桃のヨザレ節は、当時の惨めな生活の農民達に、爆発的にはやりました。一座を結成して各地を回り人気は抜群で高収入を得ましたが、賭博と酒におぼれ、一座を離れ、一人で流しの流浪を続けます。数年ぶりに故郷の嘉瀬に現れ、開かれた唄会は超満員でした。それから数ヶ月後、青森市のある楽屋裏で、四十六歳の生涯を閉じ、無縁仏として葬られました。
 今、嘉瀬の観音山の山頂にある観音堂に、桃は、数十センチの素朴な木像となって、ひっそりと立っています

<作品紹介2>

『津軽じょんがら節』
  地方紙の記者である健作は、津軽三味線の高橋竹山、木田林松栄の取材をして歩くうち、もう一人の名手の存在を知りました。
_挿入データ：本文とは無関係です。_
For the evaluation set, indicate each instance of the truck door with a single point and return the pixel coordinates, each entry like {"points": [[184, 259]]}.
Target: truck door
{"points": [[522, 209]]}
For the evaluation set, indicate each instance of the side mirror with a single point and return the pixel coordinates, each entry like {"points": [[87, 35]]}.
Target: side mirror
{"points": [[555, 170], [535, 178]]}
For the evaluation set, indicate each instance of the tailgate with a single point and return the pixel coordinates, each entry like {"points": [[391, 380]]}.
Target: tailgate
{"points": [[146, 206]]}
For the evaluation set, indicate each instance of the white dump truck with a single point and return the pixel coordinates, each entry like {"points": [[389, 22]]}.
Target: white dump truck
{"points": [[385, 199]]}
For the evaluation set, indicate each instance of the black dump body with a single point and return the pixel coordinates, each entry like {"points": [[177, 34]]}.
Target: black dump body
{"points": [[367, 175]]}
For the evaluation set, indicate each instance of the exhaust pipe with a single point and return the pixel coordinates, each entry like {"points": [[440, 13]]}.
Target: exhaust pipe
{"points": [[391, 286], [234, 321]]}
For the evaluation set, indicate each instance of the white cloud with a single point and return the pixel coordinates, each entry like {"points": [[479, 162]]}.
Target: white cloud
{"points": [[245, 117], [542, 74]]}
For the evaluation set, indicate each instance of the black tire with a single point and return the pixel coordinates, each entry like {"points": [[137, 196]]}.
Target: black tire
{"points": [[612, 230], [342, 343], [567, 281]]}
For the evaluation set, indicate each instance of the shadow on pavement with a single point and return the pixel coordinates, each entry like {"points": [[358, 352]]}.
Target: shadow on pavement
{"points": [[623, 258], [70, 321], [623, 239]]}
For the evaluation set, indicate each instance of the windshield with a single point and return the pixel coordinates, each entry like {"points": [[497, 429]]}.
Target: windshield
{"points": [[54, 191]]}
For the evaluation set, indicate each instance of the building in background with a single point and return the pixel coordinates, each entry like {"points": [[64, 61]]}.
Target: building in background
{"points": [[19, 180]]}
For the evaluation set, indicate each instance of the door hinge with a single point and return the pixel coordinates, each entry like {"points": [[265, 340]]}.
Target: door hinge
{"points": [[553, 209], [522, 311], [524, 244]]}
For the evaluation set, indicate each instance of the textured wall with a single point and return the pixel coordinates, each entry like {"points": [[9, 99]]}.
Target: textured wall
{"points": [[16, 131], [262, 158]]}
そして、弘前市のはずれで、小さなソバ屋を営む、高山茂平を探し当てました。
 茂平は昭和の初めごろ、十七歳のとき、盲人で遊芸人のボサマ(注)の弾く三味線の響きに、体の熱くなるのを感じ、翌日からボサマの杖をひき、村々を回り、合間を見ては三味線を習いました。夏祭の宵宮での競演会で他の部落の代表と競い、勝ち抜きましたが、失神し、昏倒してしまいました。父親に勘当され、旅回りの一座に加わり、技を磨きましたが、演奏に熱が入り過ぎると卒倒する癖は直りませんでした。
 醒めた頭で、自分を失わずに迫力のある三味線が弾けない恥ずかしさに耐えられず、芸人を止めてしまいました。北海道で出稼ぎなどして働き、ソバ屋を始めたのです。
 店の閑なときは読書に耽り、その学識から近所の人から茂平先生と、慕われていました。
 ソバ屋の奥から、夜更けの家の中から三味線の音が聞こえてくることも、あったそうです。(今村)
(注)ボサマは、坊様が短縮された言葉。